In what has been described as "setting a national precedent," the Alameda County Board of Supervisors unanimously approved an ordinance requiring pharma companies to implement their own drug disposal programs, according to the Oakland Tribune. The motion will take the financial burden off the local government and taxpayers. Alameda County currently has its own system where residents can rid themselves of unwanted meds at 28 different locations. That costs the county $330,000 a year and county supervisors say "profitable" pharma companies should foot the bill, according to The Associated Press.
Further, proponents argue that pharmaceutical residue winds up in the local water supply when unwanted drugs are flushed away and they say that unused drugs can be the source of prescription drug abuse.
The trade group PhRMA says disposal programs are not going to stop abuse.
"This ordinance isn't going to have any effect on abuse of prescription drugs," PhRMA rep Marjorie Powell told the AP. "It's going to take a whole lot of other activities to convince people not to abuse prescription drugs."
Not surprisingly, drugmakers aren't keen on the new law, which they call "vague," as the San Francisco Chronicle reports. Pharma companies will have until July 1 to submit their disposal program plans to the county, otherwise, they'll face up to $1,000 a day in fines for failing to follow through.

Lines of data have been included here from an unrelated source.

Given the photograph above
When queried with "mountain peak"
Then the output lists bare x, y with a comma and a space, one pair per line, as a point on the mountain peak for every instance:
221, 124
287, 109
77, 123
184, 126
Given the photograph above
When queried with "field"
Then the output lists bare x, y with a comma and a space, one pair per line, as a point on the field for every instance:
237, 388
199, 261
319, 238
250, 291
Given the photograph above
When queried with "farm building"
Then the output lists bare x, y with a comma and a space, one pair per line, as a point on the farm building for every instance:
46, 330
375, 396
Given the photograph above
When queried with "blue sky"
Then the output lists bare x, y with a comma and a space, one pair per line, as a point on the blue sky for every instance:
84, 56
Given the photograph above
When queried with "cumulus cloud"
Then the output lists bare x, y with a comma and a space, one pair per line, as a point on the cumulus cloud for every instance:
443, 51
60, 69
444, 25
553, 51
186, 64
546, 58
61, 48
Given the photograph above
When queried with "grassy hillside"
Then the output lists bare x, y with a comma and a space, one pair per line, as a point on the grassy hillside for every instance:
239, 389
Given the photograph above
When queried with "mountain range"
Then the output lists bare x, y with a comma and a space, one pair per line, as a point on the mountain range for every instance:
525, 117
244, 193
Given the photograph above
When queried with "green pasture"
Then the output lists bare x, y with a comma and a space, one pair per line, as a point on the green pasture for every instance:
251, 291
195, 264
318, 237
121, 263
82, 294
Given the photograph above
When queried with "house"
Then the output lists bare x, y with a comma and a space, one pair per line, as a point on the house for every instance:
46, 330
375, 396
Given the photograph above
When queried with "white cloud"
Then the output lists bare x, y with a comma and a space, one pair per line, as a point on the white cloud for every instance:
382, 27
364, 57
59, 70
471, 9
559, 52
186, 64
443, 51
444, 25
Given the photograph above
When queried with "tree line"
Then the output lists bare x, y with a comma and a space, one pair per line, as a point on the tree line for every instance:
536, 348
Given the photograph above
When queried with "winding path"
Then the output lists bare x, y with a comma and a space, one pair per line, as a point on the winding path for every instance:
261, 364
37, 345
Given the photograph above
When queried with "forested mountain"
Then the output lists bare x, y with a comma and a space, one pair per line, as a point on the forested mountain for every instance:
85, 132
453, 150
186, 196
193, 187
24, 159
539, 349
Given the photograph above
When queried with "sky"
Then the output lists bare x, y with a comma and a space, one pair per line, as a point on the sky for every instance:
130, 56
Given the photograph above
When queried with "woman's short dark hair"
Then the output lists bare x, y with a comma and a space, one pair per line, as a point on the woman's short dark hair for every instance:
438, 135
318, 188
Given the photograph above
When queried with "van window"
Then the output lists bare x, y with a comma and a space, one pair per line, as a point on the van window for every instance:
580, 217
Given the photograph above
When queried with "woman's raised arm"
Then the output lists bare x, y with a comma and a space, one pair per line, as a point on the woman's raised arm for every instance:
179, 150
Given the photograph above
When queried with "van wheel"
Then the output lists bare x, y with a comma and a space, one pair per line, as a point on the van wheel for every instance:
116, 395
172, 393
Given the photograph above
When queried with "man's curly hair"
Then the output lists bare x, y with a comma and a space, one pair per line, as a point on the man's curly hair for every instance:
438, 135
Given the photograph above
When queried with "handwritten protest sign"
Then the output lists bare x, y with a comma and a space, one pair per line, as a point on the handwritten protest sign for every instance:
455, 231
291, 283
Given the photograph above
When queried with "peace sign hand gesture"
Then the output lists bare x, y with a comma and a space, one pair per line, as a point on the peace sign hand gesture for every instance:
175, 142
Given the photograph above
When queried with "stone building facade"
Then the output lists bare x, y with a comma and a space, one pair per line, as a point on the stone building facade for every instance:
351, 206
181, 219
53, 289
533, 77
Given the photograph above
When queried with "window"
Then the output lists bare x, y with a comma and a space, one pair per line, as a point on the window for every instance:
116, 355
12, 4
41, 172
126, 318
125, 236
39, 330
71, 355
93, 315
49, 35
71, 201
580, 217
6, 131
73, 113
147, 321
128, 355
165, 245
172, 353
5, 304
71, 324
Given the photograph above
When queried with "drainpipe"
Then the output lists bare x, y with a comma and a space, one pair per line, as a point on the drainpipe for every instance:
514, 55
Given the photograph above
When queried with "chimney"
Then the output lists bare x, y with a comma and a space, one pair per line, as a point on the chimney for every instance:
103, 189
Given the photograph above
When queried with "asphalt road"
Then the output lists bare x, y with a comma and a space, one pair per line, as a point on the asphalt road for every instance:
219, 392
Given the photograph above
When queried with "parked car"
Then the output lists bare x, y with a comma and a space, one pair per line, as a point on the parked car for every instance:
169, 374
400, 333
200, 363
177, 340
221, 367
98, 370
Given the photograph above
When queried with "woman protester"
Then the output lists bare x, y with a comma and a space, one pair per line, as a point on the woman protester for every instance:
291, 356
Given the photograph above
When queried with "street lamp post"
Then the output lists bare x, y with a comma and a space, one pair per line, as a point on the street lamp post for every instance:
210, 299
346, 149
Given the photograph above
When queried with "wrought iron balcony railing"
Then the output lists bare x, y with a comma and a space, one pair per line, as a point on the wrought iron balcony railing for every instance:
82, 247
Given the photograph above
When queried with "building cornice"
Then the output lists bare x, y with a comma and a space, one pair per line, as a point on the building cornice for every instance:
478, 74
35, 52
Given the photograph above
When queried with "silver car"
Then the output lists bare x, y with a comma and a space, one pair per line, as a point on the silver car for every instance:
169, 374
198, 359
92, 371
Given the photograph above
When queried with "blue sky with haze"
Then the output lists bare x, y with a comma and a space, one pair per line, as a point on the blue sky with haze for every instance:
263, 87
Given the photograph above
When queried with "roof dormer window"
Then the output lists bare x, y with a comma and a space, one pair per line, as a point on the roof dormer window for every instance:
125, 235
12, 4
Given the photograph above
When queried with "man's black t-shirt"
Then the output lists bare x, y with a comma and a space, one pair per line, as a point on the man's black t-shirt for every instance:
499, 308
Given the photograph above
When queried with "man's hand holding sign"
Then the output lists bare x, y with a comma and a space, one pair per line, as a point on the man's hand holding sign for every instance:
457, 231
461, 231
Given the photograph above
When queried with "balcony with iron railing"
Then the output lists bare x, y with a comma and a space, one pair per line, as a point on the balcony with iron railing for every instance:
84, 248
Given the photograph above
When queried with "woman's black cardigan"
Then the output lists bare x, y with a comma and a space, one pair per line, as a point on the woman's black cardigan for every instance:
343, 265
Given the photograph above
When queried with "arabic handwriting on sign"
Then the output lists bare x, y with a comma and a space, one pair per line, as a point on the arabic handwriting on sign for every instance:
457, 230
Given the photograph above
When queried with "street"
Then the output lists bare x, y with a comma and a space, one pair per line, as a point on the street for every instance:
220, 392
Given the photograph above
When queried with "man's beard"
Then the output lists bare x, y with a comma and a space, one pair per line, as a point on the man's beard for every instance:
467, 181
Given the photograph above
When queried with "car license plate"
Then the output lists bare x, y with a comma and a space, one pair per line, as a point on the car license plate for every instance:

The FDA recommends mixing unwanted meds in a sealed container with kitty litter or coffee grounds and throwing them out with household trash. But government-supported drug disposal programs are somewhat common in California, evident in San Mateo, Contra Costa and Santa Clara counties, according to the Tribune. Drug company-supported programs, however, are few and far between, though a pharma-funded system in British Columbia, Canada, can serve as a benchmark. Stateside, the pharma industry announced plans for a program in San Francisco, an experiment of sorts to see how well it works.